Two Biotech Catalysts That May Be Cancelled With Government Shutdown Print E-mail
By Brian Wilson-Lead Contributor   
Wednesday, 02 October 2013 07:35
While the market hasn’t reacted dramatically to the events unfolding in Washington, the shutdown of various US government entities directly affects pharmaceutical developers that are relying on action from the FDA in the near term.  This situation will essentially delay or cancel catalysts that should have created opportunity for binary events in particular biotech stocks.

It seems that there may be a delay in the scheduled PDUFA goal date for Pfizer (PFE) and Ligand Pharmaceuticals’ (LGND) NDA for their bazedoxifene/conjugated estrogens (BZA/CE) for the preventative treatment of postmenopausal osteoporosis and for the treatment of modern to severe vascomotor symptoms (VMS) and vulvar and vaginal atrophy (VVA) associated with menopause.  The original scheduled PDUFA date, which would provide the official FDA decision on its approval, may be delayed due to the partial shutdown of the government.

While approval will be a positive for the company, it’s worth noting that Ligand Pharmaceuticals appears to have already priced everything in with its 120% rally since the start of the year. A complete response letter (CRL) is unlikely, but potentially damaging to LGND due to the royalty payments that the company would not receive if the product is not marketed in the US. Pfizer, with its $191 BB market capitalization, should barely see any movement.

The same problem has been introduced to the Amarin Corp. (NASDAQ: AMRN) trade due to the ongoing government shutdown. As Amarin traders know, the company is scheduled for an advisory committee meeting on October 16th, 2013 for its flagship drug Vascepa (icosapent ethyl). The panel will hold a vote on the approvability of Vascepa in a new indication (the ANCHOR indication), which should influence the final decision for the FDA to approve or reject the current sNDA. If approved, Vascepa will be approved for use in patients with triglyceride levels between 200-500 mg/dL.

Although the adcom meeting does not guarantee any results with the final FDA decision (due on December 20, 2013), investors on both sides of the Amarin trade have been heavily debating the approvability of Vascepa into this expanded indication. Also important is the cardiovascular risk portion of the indication, which significantly expands Vascepa’s prospects.
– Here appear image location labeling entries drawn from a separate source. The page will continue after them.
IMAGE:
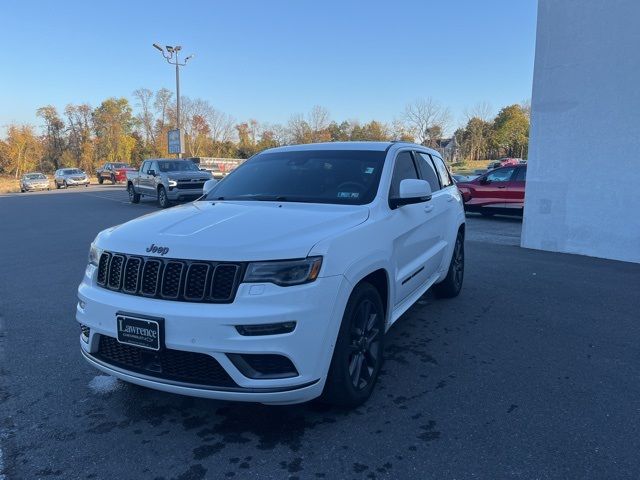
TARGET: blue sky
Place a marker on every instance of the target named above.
(270, 59)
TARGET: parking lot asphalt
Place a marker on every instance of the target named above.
(532, 372)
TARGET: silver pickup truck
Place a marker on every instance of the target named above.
(168, 180)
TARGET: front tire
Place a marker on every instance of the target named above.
(357, 356)
(452, 284)
(163, 201)
(133, 196)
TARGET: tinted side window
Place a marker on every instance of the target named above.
(402, 170)
(443, 173)
(500, 175)
(427, 171)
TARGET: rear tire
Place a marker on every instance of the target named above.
(358, 353)
(452, 284)
(133, 196)
(163, 201)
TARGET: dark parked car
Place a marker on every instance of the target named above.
(34, 181)
(498, 191)
(114, 172)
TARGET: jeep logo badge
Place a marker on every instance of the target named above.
(153, 248)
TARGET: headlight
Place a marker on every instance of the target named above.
(284, 273)
(94, 254)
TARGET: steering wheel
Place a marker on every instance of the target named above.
(348, 186)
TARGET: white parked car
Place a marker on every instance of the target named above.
(70, 177)
(279, 284)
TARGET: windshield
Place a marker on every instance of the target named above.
(177, 166)
(348, 177)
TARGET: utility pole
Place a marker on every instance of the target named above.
(169, 56)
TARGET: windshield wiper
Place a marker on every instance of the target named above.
(257, 197)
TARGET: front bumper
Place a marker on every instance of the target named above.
(71, 181)
(178, 194)
(210, 329)
(32, 186)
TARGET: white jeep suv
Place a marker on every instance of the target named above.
(278, 285)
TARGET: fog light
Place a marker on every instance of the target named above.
(266, 329)
(84, 333)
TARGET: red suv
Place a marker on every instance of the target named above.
(498, 191)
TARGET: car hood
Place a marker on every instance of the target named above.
(233, 231)
(187, 175)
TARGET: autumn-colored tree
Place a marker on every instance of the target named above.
(21, 152)
(511, 131)
(53, 142)
(80, 146)
(113, 125)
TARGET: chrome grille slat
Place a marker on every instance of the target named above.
(116, 266)
(131, 275)
(196, 283)
(224, 278)
(170, 279)
(150, 277)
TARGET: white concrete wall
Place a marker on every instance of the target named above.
(583, 178)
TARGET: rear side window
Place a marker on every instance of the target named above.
(402, 170)
(427, 171)
(500, 175)
(443, 173)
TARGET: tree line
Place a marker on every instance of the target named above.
(126, 130)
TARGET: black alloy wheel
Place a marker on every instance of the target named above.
(365, 344)
(358, 352)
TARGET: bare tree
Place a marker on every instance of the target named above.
(145, 116)
(424, 118)
(318, 121)
(162, 106)
(481, 110)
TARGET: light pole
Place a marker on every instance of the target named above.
(169, 56)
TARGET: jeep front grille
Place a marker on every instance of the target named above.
(170, 279)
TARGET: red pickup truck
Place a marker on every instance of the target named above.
(114, 172)
(497, 191)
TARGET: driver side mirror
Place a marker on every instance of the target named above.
(208, 186)
(411, 191)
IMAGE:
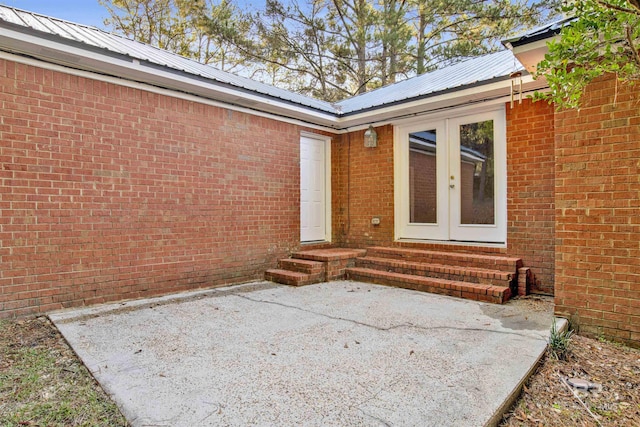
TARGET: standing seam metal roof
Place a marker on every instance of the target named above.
(474, 71)
(482, 69)
(96, 37)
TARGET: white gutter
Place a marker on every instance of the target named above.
(131, 69)
(119, 69)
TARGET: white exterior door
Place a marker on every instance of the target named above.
(451, 178)
(314, 189)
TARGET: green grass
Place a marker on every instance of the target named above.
(559, 342)
(42, 384)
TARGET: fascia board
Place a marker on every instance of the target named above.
(124, 68)
(469, 96)
(129, 68)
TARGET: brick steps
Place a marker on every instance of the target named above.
(439, 271)
(293, 278)
(477, 276)
(492, 262)
(313, 266)
(301, 265)
(473, 291)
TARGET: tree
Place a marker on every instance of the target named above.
(603, 38)
(327, 49)
(197, 29)
(447, 31)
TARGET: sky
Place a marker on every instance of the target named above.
(88, 12)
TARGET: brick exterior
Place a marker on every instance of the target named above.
(111, 193)
(598, 212)
(530, 188)
(363, 188)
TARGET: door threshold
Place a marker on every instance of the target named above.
(455, 243)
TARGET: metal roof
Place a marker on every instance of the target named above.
(97, 38)
(467, 74)
(476, 71)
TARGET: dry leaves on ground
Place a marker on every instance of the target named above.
(547, 400)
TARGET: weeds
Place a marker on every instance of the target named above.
(559, 342)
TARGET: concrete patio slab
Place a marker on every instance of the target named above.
(338, 353)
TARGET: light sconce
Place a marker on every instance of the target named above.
(516, 87)
(370, 137)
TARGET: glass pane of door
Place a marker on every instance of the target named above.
(423, 200)
(477, 183)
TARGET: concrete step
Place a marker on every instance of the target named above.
(440, 271)
(293, 278)
(473, 291)
(301, 265)
(483, 261)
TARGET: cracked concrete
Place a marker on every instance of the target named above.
(339, 353)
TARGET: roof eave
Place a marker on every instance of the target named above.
(64, 52)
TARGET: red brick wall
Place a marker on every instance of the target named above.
(111, 192)
(363, 189)
(598, 212)
(530, 188)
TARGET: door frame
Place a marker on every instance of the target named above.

Options activity in AMRN was very hot – particularly in the October ’13 and November ’13 contracts. The general implication is that investors were expecting a big move in AMRN as a result of the October 16th adcom meeting. The October ’13 contracts, which expire on October 19th, would have been perfect for an adcom-related play since they would expire right after the meeting.

However, it seems that many heavy speculators have lost their appetite for AMRN due to the possibility of a cancellation of the adcom. This provides an interesting opportunity for investors who believe that the meeting will actually take place, since options have gotten cheaper. The overall sentiment of the adcom panel and the extent of the move in AMRN is still hard to predict at this point, although it has become less expensive to make a play on volatility in this stock.